Between 1970 and 1979, the price of power, groceries, and food increased by close to 300 percent, while the price of denim pants soared from £2.50 to £15. The cost of a brand-new Mini increased from $595 in 1970 to almost $2,400 in 1979.

Dominic Sandbrook, a social historian, has previously noted that the price of sugar increased by 184%, the price of carrots by 137%, and the price of energy by 66% in just one year.

But, out of fear of other devastating strikes that had already paralyzed the nation, ministers continued to approve massive pay raises for workers, a situation that contributed to greater inflation.

Wilson and his successor James Callaghan reduced inflation to single digits in 1978 by persuading unions to accept reduced pay packages. However, the situation deteriorated again in 1978 when lorry drivers went on strike to seek higher pay.

Ports, gas stations, and supermarkets were paralyzed during the Winter of Discontent, as supply networks came to a halt.

After the 1979 election of Margaret Thatcher and her determination to raise interest rates and impose public spending cuts, the price increases were ultimately halted.

Early 1980s

The United Kingdom entered a recession as a result of Mrs. Thatcher’s decision to hike interest rates.

By today’s standards, the inflation rate in 1981 was equivalent to approximately 18 percent.

The next year, unemployment surpassed three million for the first time since the 1930s, indicating that one in eight individuals were unemployed.

The cost of a basket of commodities rose from £9.40 in 1972 to £35 ten years later, causing additional hardship for consumers.

Inflation fell below five percent in the mid-1980s as a result of the decision to boost interest rates, which resulted in interest rates reaching a painful 17 percent, but at the expense of unemployment surpassing four million.

The cabinet of the prime minister, which included the tough-talking Employment Secretary Norman Tebbit and the Chancellor Geoffrey Howe, also implemented restrictions on public spending, which, while effective in further lowering inflation, exacerbated social dissatisfaction.

The basic rate of income tax was 30%, 10 percentage points higher than the current rate, while the standard rate of VAT was 15%, five percentage points lower than the current rate.
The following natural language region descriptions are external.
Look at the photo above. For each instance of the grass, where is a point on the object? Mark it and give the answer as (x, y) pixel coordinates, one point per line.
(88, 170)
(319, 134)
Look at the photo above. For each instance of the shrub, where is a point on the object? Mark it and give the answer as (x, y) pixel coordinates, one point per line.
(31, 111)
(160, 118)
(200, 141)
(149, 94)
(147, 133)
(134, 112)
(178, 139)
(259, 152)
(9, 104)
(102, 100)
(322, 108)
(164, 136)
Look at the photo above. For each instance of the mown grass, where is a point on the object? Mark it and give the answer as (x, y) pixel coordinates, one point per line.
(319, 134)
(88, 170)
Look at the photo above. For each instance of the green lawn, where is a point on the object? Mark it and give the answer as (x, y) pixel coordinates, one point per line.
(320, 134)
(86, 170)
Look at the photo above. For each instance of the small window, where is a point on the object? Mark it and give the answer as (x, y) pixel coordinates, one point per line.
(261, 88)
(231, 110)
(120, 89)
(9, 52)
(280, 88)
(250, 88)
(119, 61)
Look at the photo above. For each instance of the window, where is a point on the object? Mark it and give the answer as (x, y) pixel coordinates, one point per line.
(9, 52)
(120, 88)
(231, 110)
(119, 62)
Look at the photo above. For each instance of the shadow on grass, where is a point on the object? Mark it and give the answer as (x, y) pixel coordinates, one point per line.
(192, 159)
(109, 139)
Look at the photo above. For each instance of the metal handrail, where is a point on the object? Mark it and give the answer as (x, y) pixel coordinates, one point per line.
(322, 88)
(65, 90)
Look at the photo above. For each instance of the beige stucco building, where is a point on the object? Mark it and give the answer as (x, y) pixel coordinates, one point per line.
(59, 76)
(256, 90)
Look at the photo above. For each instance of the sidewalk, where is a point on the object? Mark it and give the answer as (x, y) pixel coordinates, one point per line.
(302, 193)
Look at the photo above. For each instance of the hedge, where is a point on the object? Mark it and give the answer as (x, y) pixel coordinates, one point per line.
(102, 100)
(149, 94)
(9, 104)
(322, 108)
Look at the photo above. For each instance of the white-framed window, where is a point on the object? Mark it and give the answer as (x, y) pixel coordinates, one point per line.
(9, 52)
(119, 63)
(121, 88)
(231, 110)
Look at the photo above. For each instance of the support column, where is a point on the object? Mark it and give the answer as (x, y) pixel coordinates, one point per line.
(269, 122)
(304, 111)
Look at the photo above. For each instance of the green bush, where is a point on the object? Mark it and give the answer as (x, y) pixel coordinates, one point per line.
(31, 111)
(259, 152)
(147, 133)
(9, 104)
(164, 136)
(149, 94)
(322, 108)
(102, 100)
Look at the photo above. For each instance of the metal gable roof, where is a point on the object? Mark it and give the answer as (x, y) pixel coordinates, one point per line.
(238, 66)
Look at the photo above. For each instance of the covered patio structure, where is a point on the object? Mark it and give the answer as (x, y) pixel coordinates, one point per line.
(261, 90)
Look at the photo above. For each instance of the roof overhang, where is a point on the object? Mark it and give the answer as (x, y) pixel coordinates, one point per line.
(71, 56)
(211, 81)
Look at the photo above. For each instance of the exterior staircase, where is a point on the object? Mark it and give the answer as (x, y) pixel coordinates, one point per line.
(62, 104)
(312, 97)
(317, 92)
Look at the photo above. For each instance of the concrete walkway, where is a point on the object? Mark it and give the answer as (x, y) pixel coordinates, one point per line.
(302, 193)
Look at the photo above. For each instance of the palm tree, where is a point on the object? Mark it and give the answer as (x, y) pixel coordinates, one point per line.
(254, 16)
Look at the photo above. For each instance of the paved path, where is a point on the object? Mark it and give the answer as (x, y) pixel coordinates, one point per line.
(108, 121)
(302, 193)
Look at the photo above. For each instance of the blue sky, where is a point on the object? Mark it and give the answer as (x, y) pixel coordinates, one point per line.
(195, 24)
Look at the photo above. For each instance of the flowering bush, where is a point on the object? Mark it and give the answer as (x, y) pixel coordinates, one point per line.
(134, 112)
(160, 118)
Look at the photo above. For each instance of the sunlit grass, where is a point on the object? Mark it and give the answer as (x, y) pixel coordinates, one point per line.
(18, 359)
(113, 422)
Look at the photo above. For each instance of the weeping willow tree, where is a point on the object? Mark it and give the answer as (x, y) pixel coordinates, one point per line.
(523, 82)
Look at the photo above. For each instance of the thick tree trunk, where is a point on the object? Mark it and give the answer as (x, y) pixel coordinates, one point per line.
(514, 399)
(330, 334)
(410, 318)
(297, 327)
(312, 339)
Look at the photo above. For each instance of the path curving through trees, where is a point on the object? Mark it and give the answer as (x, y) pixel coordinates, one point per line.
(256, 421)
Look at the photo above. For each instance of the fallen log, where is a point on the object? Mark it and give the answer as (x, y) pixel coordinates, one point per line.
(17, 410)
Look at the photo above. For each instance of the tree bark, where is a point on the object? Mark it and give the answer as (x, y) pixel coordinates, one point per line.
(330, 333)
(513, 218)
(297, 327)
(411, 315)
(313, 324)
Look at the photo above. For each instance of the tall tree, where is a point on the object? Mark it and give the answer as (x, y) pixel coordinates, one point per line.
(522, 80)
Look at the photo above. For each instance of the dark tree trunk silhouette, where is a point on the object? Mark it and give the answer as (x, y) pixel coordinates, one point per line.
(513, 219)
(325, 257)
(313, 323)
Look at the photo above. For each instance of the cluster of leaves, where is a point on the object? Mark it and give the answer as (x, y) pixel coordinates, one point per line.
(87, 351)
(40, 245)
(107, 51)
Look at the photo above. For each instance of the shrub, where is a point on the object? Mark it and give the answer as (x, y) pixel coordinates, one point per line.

In the early 1980s, Northern Ireland had the highest unemployment rate, with one out of every five residents unemployed.

However, the industrial regions of northern England and Scotland were also negatively impacted.

In September of 1982, the year in which inflation reached 9.1%, NHS employees went on strike over salary. The three-day walkout rattled the health care system as nurses fought for a 12 percent salary raise.

Three months prior, Welsh miners in South Wales stopped work in support of health sector employees. In total, approximately 24,000 miners ceased working, with tens of thousands marching through Cardiff.

The victory over Argentina in the Falklands War, however, improved Mrs. Thatcher’s popularity, which had previously been perilously low.

Princess Diana and Prince Charles were photographed beaming outside of St. Mary’s Hospital in London as the birth of Prince William elated the nation.

Mrs. Thatcher’s violent battle with Arthur Scargill, the leader of the National Union of Mineworkers, began in 1984, as ministers pushed through proposals to close 20 uneconomic mines, resulting in the unemployment of 20,000 miners.

In March, within a week of the first miners coming on strike, more than fifty percent of the nation’s miners had stopped working.

The miners eventually returned to work, and the pit closure program resumed, despite the fact that the conflict lasted more than a year.